ALOHA | 愛すべきものを共有する | Retreat Style no.5

「ハネちゃん」こと、カウハネホノカヴァイラニさんは、モロカイ生まれのハワイアン。母は伝統工芸ラウハラのマスター、祖父はストーンカービングの人間国宝で、自身は伝統のフィッシュポンド(養殖池)を受け継ぐ家系の16代目にあたる […]

07/17/2018

「ハネちゃん」こと、カウハネホノカヴァイラニさんは、モロカイ生まれのハワイアン。母は伝統工芸ラウハラのマスター、祖父はストーンカービングの人間国宝で、自身は伝統のフィッシュポンド(養殖池)を受け継ぐ家系の16代目にあたる。クプナ(祖先)との対話を何よりも大切にするハネちゃんは、過去から未来へアロハスピリッツをつなぐ代弁者。ハワイ島とモロカイ島の神聖なスポットを巡って植物、歴史、文化をたどるガイドとしても活躍している。

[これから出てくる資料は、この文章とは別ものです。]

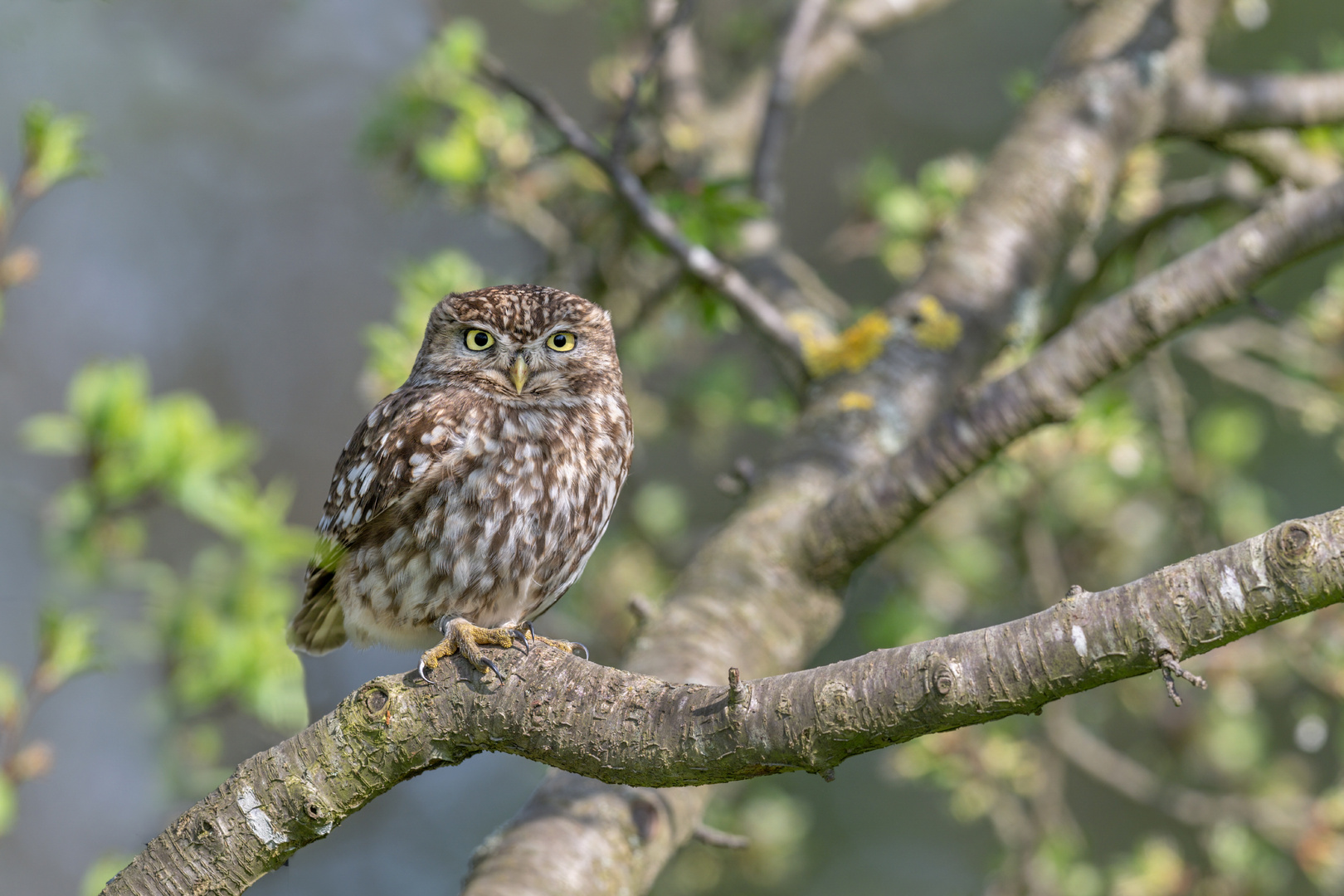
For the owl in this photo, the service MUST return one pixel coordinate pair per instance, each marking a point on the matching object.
(470, 500)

そんなハネちゃんが連れて行ってくれたのが、カメハメハ大王生誕の地に近いモオキニ・ヘイアウ。ハワイ諸島で最も古くて神聖なヘイアウ(神殿)で、ハワイアンにとっての聖地でもある。ハワイ四大神のひとり、戦いの神クーを祀った生贄(ルアキニ)の神殿だ。バナナやココナッツ、サメなどが捧げられることが多かったが、ときには人間も供えられた。生贄は恐ろしいものではなく、肉体の生の終わり、より高みにある精神的な生の始まりと捉えられていたようだ。

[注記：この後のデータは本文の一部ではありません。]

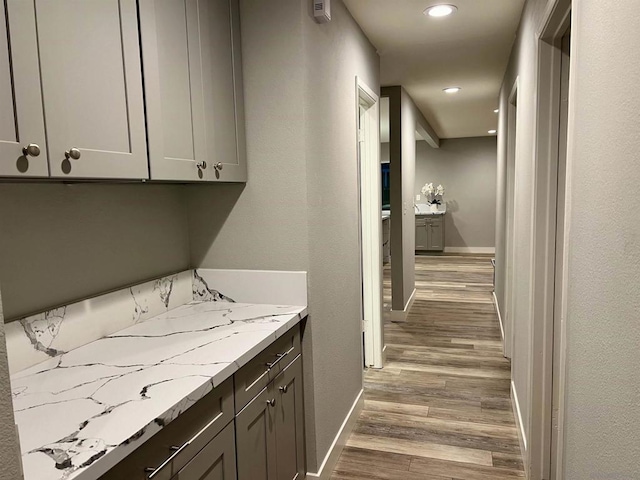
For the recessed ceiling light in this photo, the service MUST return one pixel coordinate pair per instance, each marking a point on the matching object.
(440, 10)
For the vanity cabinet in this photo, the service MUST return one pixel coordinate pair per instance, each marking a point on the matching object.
(430, 233)
(193, 86)
(23, 151)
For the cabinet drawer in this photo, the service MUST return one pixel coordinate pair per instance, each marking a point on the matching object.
(256, 375)
(162, 456)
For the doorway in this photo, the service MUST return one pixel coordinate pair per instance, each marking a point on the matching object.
(551, 200)
(368, 133)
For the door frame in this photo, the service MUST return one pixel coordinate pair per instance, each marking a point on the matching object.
(370, 199)
(549, 335)
(512, 162)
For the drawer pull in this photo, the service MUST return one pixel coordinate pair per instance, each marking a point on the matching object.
(280, 357)
(178, 450)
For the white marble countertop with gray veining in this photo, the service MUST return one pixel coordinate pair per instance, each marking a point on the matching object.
(82, 412)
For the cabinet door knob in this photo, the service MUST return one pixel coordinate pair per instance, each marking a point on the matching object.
(31, 150)
(73, 153)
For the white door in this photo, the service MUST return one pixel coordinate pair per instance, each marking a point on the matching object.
(23, 149)
(371, 223)
(92, 88)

「ハワイの人は万物に生命力、つまりマナが宿ると信じている。日本の“やおよろず”に似ているよね。マナとは愛であり、神から贈られたギフトでもある。ハワイ人はマナを解する繊細な五感に恵まれたんだ」
ハワイ人の精神の根底には自然崇拝があり、繊細な五感で自然に宿るマナを慈しんだ。カウアカニ・レフアは、ヒロにだけ吹く風のこと。ワイメアの激しい風雨はキプウプウという。ジンジャーの花が雨に濡れたさま、濡れた花のにおい、そうした情景を詩に歌い、フラで表現した。